The mountains of the Osa look smooth but they’re not.
They’re like a folded maze.
As I climbed the narrow ridges and stumbled down steep creeks
I called out “ROMAN!”, “ROMAN!!”
But nothing. No sign.
Peggy came down and we retraced the route Roman laid out in
his last email.
Walking the beach in the dark, Peggy said, He’s not in the
jungle. Someone took him.
There’d been this persistent rumor. Roman had crossed the
Osa with a known thief and drug dealer. The details didn’t quite add up but we
needed a real investigator, an American who spoke Spanish and could push
people’s buttons to get answers.
I picked out this guy, Carson, who’d retired from the DEA
agent after 25 years in Latin America. He was like eight feet tall, muscled and
tattooed-up, bald and intimidating, the kind of guy who sniffs out criminals, and
gets them to talk.
I spent seven weeks in Costa Rica with Carson last year,
getting close to violent men. Sitting down with suspects. Drinking beer with
them. Offering them reward money. It was surreal and sickening.

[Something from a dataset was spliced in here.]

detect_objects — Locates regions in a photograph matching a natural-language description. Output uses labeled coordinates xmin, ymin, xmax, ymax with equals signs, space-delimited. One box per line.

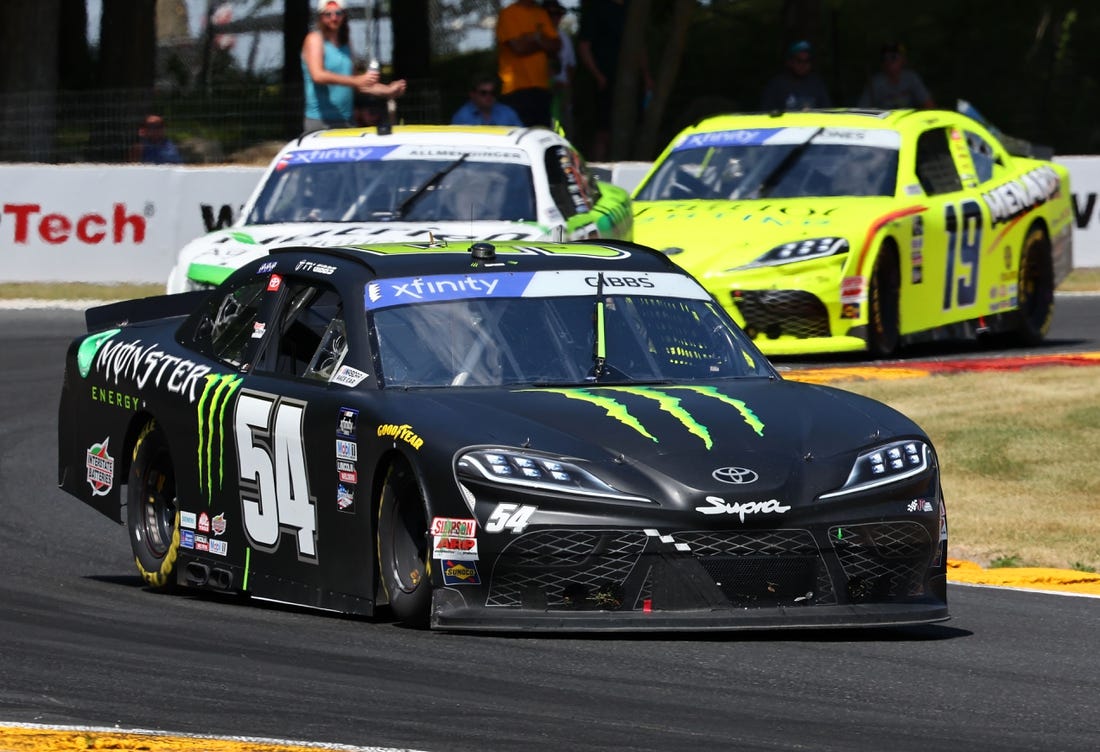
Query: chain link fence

This past January deep in the jungle with cadaver dogs and Costa
Rican investigators, I found the only real piece of physical evidence.
It was a piece of sleeping pad I’d given Roman in Mexico
after we’d been packrafting. It was under a miner’s black plastic tarp.
The miner had lived with the mother of the primary suspect.
The Costa Rican authorities said it’d be months before forensics confirms the
pad as evidence.
It took a year to get our son’s case elevated from missing
person to homicide. It’ll be another year, if ever, before an arrest.
In Costa Rica there’s no crime without a body.
I’ve spent six months of the last year and a half searching the Osa Peninsula.
I’m tired, exhausted. I don’t want to go down there again, but I will. Because without our presence, nothing seems to happen.